Learning underlying images from noisy and blurry observations leads to large-scale linear least squares problems that are challenging to solve because of their size and ill-posedness. The associated least squares problem cannot be solved directly, even for a moderately sized image. As such, iterative methods are the preferred solvers as they can also address the ill-posedness of the problem. However, applying iterative methods frame-by-frame to image sequences is inefficient, especially when both the spatial and the temporal resolution is high, as is desired, for example, in dynamic magnetic resonance imaging (MRI) or computer tomography (CT). This project aims to develop accelerated iterative reconstruction methods for linear discrete ill-posed problems stemming from sequences of images through a combination of Krylov subspace methods and recycling strategies.

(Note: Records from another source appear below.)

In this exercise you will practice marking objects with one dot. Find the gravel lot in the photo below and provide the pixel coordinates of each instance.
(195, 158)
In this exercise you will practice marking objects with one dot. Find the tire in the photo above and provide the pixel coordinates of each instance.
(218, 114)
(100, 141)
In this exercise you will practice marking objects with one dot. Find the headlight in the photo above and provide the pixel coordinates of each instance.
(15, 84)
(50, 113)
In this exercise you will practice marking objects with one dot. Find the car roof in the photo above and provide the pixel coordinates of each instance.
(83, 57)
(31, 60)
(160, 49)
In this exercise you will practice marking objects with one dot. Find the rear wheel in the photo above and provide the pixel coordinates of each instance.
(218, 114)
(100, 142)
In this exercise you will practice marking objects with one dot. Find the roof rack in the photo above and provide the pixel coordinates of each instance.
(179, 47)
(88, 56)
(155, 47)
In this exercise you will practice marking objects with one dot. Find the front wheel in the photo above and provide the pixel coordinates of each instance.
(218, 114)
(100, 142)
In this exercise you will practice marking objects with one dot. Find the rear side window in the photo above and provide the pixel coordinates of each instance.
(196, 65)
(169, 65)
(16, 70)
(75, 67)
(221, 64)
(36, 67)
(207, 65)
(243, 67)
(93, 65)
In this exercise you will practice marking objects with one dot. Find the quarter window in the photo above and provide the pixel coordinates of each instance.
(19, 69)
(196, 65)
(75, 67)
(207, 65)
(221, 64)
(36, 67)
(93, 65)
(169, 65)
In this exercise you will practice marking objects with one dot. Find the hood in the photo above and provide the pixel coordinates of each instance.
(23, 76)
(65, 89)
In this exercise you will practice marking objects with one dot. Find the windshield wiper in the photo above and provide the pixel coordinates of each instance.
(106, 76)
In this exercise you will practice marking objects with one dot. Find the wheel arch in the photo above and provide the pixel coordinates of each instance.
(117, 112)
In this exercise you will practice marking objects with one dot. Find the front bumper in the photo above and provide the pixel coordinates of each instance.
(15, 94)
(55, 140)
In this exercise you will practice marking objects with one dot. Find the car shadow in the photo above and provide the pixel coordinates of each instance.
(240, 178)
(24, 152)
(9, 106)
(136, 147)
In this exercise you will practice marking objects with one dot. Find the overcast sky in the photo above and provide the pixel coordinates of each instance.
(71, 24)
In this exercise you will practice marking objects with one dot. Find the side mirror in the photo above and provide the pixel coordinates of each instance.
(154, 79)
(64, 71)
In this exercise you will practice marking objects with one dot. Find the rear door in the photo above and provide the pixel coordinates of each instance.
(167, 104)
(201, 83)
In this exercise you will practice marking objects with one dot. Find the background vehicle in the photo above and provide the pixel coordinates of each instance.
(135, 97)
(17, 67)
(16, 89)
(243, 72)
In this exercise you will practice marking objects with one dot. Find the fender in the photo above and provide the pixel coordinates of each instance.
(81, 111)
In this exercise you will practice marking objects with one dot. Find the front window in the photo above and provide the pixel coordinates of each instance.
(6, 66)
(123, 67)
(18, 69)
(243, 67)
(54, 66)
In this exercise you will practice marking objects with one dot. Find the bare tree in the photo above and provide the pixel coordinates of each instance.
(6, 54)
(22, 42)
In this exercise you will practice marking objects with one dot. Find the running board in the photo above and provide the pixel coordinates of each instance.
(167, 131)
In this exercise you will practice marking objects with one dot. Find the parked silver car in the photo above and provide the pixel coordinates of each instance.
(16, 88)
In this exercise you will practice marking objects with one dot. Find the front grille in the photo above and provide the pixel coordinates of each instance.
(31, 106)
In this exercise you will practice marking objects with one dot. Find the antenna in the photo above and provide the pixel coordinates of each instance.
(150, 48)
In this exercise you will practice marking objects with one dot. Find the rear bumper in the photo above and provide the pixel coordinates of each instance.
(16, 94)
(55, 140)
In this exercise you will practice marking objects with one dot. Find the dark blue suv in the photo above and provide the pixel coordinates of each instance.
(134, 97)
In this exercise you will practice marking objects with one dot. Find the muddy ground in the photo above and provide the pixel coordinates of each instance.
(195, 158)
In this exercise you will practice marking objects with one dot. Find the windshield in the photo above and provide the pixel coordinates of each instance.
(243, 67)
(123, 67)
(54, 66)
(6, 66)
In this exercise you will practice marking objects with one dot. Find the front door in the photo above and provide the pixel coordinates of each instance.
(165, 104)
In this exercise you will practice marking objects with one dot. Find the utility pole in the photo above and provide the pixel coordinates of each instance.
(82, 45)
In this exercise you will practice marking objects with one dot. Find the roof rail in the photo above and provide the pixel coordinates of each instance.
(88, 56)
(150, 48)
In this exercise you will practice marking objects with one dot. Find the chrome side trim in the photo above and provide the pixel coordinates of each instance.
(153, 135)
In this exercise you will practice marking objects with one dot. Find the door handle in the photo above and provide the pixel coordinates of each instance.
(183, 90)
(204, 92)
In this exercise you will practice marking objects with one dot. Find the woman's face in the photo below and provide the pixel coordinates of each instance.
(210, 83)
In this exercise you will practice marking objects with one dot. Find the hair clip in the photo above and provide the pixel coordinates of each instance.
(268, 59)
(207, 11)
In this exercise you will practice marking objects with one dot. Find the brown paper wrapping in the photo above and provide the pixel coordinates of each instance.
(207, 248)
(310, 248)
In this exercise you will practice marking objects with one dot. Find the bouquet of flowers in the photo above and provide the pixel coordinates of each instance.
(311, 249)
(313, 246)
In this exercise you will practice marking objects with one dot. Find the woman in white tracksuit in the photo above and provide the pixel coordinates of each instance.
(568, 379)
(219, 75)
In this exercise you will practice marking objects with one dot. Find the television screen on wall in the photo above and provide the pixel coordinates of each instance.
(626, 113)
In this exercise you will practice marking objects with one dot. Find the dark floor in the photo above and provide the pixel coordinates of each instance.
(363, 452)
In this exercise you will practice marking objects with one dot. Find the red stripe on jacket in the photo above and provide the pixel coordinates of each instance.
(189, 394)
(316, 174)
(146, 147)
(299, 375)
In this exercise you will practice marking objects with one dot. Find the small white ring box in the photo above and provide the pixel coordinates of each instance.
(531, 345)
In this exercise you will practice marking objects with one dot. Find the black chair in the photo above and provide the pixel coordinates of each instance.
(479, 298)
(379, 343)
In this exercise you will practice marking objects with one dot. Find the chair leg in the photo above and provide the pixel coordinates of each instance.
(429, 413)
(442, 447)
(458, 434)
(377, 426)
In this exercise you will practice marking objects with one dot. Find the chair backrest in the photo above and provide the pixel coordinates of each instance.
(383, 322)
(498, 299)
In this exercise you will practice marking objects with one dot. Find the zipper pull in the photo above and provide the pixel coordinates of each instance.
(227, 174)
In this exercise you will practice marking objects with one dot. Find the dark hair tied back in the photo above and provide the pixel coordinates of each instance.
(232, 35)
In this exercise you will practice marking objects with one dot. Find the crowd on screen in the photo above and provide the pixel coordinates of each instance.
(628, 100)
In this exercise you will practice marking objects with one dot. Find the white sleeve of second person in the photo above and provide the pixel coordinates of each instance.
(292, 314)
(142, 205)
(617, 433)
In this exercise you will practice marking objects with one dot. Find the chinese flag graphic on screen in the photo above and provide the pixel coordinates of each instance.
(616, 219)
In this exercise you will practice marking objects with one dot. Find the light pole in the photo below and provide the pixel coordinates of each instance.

Bridging Neural ODEs and Image Registration

Mentor: Lars Ruthotto

Given two or more images, image registration aims to find transformations that align corresponding features in those images. This is an ill-posed problem since it is usually impossible to find a unique mapping. Image registration is commonly phrased as a nonlinear optimization problem that seeks to minimize the distance between a reference image and the transformed template image subject to some regularization that encodes prior knowledge about the transformation. We will develop new numerical algorithms for efficiently solving large-scale instances of the nonlinear optimization problem by leveraging advances from stochastic optimization and neural ODEs.

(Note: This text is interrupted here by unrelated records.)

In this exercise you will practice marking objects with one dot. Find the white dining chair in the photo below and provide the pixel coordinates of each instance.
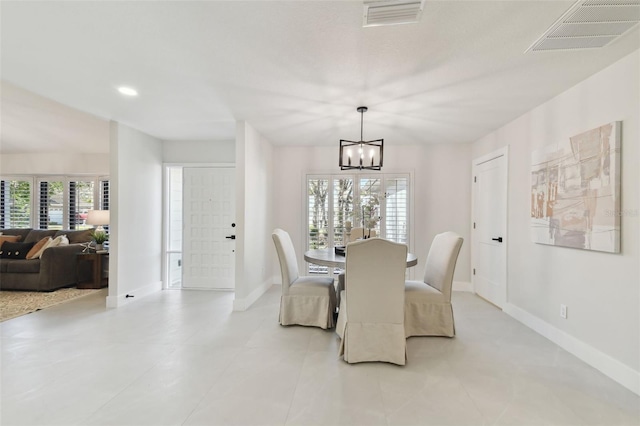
(427, 304)
(371, 317)
(356, 234)
(305, 300)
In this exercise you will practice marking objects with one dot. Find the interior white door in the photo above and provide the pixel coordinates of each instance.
(490, 228)
(208, 220)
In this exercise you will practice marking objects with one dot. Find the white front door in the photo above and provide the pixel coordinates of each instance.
(490, 227)
(208, 219)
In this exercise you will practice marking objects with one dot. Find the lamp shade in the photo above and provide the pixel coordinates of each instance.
(97, 217)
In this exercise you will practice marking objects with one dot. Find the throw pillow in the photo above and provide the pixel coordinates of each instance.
(38, 248)
(9, 238)
(15, 250)
(60, 240)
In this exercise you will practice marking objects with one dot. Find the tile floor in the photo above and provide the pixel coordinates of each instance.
(184, 358)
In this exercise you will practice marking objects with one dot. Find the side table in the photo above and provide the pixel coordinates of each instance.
(99, 269)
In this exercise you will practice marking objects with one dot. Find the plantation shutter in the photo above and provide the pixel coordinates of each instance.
(15, 204)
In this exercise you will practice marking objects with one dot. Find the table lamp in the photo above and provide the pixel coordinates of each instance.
(98, 217)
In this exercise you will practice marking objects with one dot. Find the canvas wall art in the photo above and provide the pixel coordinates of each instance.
(575, 191)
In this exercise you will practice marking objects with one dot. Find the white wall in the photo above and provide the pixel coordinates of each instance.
(199, 151)
(601, 290)
(135, 246)
(54, 163)
(442, 194)
(254, 210)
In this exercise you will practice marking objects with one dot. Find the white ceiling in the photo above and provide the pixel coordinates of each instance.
(295, 70)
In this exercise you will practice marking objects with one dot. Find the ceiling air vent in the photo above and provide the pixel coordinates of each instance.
(590, 24)
(378, 13)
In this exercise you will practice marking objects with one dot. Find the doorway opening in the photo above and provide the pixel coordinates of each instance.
(199, 227)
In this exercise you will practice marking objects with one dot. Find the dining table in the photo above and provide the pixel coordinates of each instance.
(329, 257)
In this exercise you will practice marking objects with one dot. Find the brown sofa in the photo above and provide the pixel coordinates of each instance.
(56, 268)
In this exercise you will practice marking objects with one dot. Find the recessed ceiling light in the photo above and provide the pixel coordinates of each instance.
(127, 91)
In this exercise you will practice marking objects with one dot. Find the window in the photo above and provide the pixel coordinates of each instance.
(52, 202)
(377, 202)
(15, 203)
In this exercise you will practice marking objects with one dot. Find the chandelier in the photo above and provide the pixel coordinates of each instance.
(361, 155)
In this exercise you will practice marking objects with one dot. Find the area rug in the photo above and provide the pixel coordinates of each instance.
(16, 303)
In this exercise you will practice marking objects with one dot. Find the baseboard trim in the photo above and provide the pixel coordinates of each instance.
(242, 304)
(134, 295)
(462, 286)
(609, 366)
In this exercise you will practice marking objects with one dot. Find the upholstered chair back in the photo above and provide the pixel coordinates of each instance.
(441, 262)
(375, 275)
(287, 257)
(371, 314)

Estimating the Latent Dimension of Data

Mentor: Mikhail Lepilov

It has been observed in a multitude of settings that distributions of “real-world” data observed in a high-dimensional space, such as the set of handwritten digits or the set of images of a rubber ducky, may often be approximated extremely well by another, latent distribution in a lower-dimensional space. Various generative models attempt to fit a latent distribution to a given set of data, which is assumed to be a set of i.i.d. samples from the high-dimensional distribution. Variational autoencoders (VAEs) comprise one popular approach of obtaining such a model by restricting the choice of latent distribution and using an empirical version of KL divergence as the measure of goodness of fit. A key step in this approach involves using a neural network to take values from the latent distribution to the parameters of the large distribution. Despite the popularity of VAEs, however, relatively little theory is available to help choose the dimension of the latent distribution. The modeling process may thus be inefficient due to a poor initial choice of latent dimension, which would then require a whole new set of computations. In this project, we will address this inefficiency by finding a priori estimates for the dimension of the latent space from the starting data.